= Catherine Fischer =

American deafblind librarian and author

Catherine "Kitty" Hoffpauir Fischer (born c. 1947) is an American deafblind librarian and author. She is the co-author of Orchid of the Bayou: A Deaf Woman Faces Blindness a book about her life published in 2001.

==Biography==
Fischer was born Catherine Hoffpauir in Rayne, Louisiana, with an Acadian-Cajun background. Her family was originally from France and emigrated to Nova Scotia and later to Louisiana. In doing the research for her book, Fischer found that her parents' families had "intermarried with each other for generations." She was born deaf and her parents originally attempted to cure her deafness via folk healers.

She attended Louisiana School for the Deaf, a residential school, as a child and later attended Gallaudet University in 1972 where she met her husband. She worked as a librarian at the Model Secondary School for the Deaf in Washington, D.C., from 1971 until her retirement in 1995. She became an advocate for people with Usher Syndrome, writing and presenting on instructional techniques for people with this disability. She was also an advocate for residential schools for deaf children believing they thrive in environments where they can interact with other deaf children.

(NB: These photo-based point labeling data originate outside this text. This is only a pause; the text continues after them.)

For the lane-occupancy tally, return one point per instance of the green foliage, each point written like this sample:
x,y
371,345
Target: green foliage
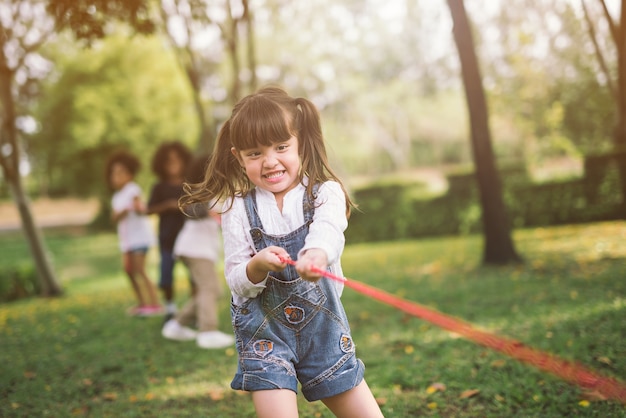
x,y
120,93
81,356
88,19
391,211
18,281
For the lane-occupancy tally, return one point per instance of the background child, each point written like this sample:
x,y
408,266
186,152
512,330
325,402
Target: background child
x,y
133,230
198,246
284,201
168,163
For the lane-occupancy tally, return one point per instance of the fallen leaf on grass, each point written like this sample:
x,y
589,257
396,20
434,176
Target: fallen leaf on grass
x,y
216,394
109,396
469,393
498,363
436,387
593,396
80,411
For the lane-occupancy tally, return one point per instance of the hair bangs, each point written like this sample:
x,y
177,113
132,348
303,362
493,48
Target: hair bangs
x,y
259,122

Fischer had Usher Syndrome, but did not receive an official diagnosis until she was 27 years old. She was born unable to hear, but did not start to lose her vision until her son was born. She married Lance Fischer, a Jewish deaf archivist from Brooklyn, New York. Her diagnosis provided a conduit for reconnecting with her family of origin and her Cajun roots since Usher Syndrome is more prevalent in Cajun communities than non-Cajun ones. Her autobiography is a celebration of her four cultures: Deaf, Cajun, Blind, and Jewish, what Gallaudet Press calls "one woman's genuinely postmodern identity."